Tracking the paths that particles have taken within the collider is a very challenging problem. The particles leave traces in the layers of detectors which the physicists then have to reconstruct to deduce the pathway. Each detector could be measuring tens of thousands of traces coming from thousands of particles, and the task is to find out which traces belong to which particle. This is clearly near impossible to do using brute force, so researchers have simplified the problem. They assume that the particle in question began where a collision happened and that it moved in a helical path (helical because they are charged particles traveling through a magnetic field). However, Daniel pointed out that these assumptions limit our ability to discover things that violate said assumptions. For example, particle physicists have realised that particles don’t always originate at the collision point.

What Daniel is most interested in, however, is the other assumption – that particles have to move in helices. This is deeply embedded in the current algorithms – the particle path is assumed, there are a few candidate hits, and the trajectory is fitted to that. That trajectory is then propagated forward where there is a search for the next hit. This is a powerful method because, if you have an idea of where the particle went, it narrows down your search significantly. On the other hand, it means the trajectory is assumed to be a helix. But what if it isn’t? There could be all kinds of discoveries already in the data, but because the processing only allows for helical paths these are being missed.

Daniel is hoping that machine learning can help with data analysis of non-helical paths, and believes that graph neural networks are the way forward. Colleagues at CERN have developed a method that separates the finding of a particle and the fitting of that particle to a certain path. The network learns a mapping from the physical space of the hits to a latent space, with particles from the same track being near each other in that latent space. The network can fit to a particular path (be that helical or otherwise) by being trained on examples of those path types.

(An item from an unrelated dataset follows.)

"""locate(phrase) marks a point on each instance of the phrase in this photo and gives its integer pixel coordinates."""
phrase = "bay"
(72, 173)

So which particles don’t move in a helical path? One example are quirks, which are theoretical particles predicted to have an oscillating path. Daniel has worked on a theoretical project to use the tracking method described above and trained it on quirks, rather than standard model helices. In simulations that the team ran, they did indeed find quirks. They then generalised their model to identify any kind of smooth path. The ultimate goal is to find something new and unexpected that has not even been theorised before. It will be fascinating to see how developments play out and if machine learning will help unlock the discovery of new particles.